Allen Samuels is a veteran of the storage industry, having worked for Citrix and Weitek before moving to Sandisk in 2013.
(Sandisk and Western Digital merged in March 2016). He’s on the advisory board member for Ceph—the open source distributed object store and file system that’s set to revolutionise storage as we know it. We caught up with him at LinuxCon in Berlin last December to discuss the technology, the ethos and, as high performance flash-based storage becomes ever more cheaper and reliable, whether or not we should consign all our spinning rust hard drives to the scrap heap.
Linux Format: So why don’t you start by telling us a little bit about your career history: where you’ve come from, how you got to where you are?
Allen Samuels: How much about my history do you want to hear about?
LXF: Let’s go back to the very beginning…
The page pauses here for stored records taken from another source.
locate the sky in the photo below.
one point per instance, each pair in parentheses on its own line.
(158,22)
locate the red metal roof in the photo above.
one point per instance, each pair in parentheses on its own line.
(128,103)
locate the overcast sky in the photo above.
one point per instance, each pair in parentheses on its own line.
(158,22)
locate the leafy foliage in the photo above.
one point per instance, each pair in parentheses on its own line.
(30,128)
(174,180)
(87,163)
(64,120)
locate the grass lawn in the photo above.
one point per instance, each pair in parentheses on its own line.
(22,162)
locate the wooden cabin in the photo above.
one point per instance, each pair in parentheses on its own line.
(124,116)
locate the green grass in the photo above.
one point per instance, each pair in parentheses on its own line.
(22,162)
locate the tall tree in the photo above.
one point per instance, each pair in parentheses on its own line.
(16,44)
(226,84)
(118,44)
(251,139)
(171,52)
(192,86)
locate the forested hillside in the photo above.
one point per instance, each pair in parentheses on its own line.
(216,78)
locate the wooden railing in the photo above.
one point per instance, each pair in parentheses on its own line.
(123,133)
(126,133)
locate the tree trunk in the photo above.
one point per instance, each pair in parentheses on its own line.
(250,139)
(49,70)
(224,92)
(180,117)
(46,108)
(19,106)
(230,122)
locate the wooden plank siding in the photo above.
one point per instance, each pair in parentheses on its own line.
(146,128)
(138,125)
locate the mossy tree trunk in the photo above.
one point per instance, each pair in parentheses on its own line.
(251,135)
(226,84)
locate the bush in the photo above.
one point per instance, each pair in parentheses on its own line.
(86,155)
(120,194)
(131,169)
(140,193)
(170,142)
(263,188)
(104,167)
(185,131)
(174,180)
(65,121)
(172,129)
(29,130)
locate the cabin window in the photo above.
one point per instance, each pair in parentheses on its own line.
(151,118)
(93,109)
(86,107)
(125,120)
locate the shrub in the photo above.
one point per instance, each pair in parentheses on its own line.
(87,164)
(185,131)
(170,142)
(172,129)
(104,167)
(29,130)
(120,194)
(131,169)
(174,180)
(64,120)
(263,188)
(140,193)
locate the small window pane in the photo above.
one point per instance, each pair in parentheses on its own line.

AS: I graduated from college and went to work in the mainframe industry, as that’s where jobs were available at the time. I worked at Burroughs on their mainframe systems in California. I did that for a couple of years, I left Burroughs and joined Harris which were starting development of a 64-bit super mini computer. I worked on that for about four years and then moved to the Bay Area and joined this fabulous semiconductor startup called WayTek which did maths-intensive chips and graphics. I worked there for about 10 years and then started consulting. I did consulting for about another 10 years and then I started a wide area network optimisation company. I sold it to Citrix, then worked at Citrix for a couple of years, left there and started a cloud storage gateway company for several years. It didn’t work out too well. I fiddled around with some other things. And then I joined SanDisk about three years ago. Then we were bought by Western Digital.